If anyone runs into this, please ping me, I am not able to replicate this.

1 Like

I think it is in docs here https://platform.openai.com/docs/api-reference/chat/streaming#choices-finish_reason

And

stream

boolean or null

Optional

Defaults to false

If set, partial message deltas will be sent, like in ChatGPT. Tokens will be sent as data-only server-sent events as they become available, with the stream terminated by a data: [DONE] message.
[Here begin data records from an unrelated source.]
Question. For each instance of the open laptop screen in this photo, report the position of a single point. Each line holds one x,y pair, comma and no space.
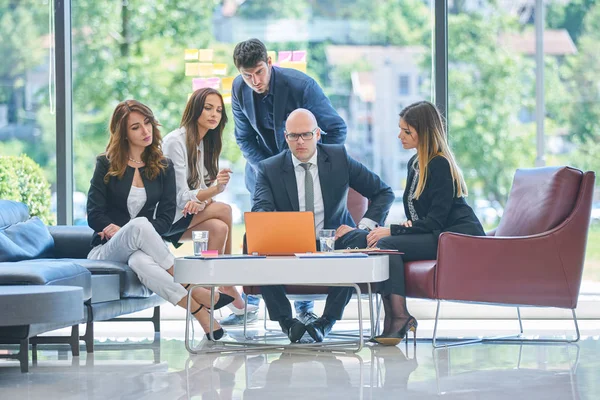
280,232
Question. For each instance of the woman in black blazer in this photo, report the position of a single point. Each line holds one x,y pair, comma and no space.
434,202
131,202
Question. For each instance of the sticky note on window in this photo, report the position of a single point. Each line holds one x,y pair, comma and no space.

Example Python code.

As @sergeliatko has said, this is expected behaviour from a stream=true API call.

Upon receiving the DONE marker, you can end your streaming session, keep a timer running and set that to some reasonable value between tokens, say 15 seconds, and then you have a robust method to detect failed comms.